All agents share a soul prompt: a markdown document that defines identity, anti-hallucination rules, and output constraints. Each agent also receives a skill prompt: a phase-specific playbook with strategy guidelines, tool usage patterns, and prioritization rules.

The separation matters because it prevents prompt drift. The soul prompt enforces consistent behavior (never fabricate findings, always cite tool output) while skill prompts can be iterated independently per phase.

Observability

Setting two environment variables enables LangSmith tracing. All agent phases appear as hierarchical traces with token usage, tool I/O, latency, and middleware activity. No code changes required—LangGraph’s callback system handles it.

For terminal output, Fackel streams tool calls and results in real time. Verbose mode (-v) also shows the model’s reasoning steps (the “thought” portion of ReAct).

What I’d do differently

Stricter output schemas. Some agents return free-text summaries that downstream agents must parse. Structured output (Pydantic models) for inter-phase communication would make the pipeline more deterministic.

Cost tracking per run. LangSmith provides token counts, but an in-pipeline cost estimator that could halt execution if a run exceeds a budget would be valuable for production use.

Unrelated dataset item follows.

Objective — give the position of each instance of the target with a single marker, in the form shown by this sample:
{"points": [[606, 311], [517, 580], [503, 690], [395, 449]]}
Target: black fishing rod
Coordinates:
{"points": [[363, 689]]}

Better test coverage for agent decisions. Unit testing individual tools is straightforward. Testing that an agent makes reasonable strategic decisions given a particular context is harder and where most of the risk lies.

Running it

# Install
git clone https://github.com/flaviomilan/fackel.git
cd fackel && uv sync --python 3.12

# Configure
cp .env.example .env  # set OPENAI_API_KEY

# Passive scan only
fackel example.com --no-active-scan

# Full scan with verbose output
fackel example.com -v

The project is open source under Apache 2.0: github.com/flaviomilan/fackel.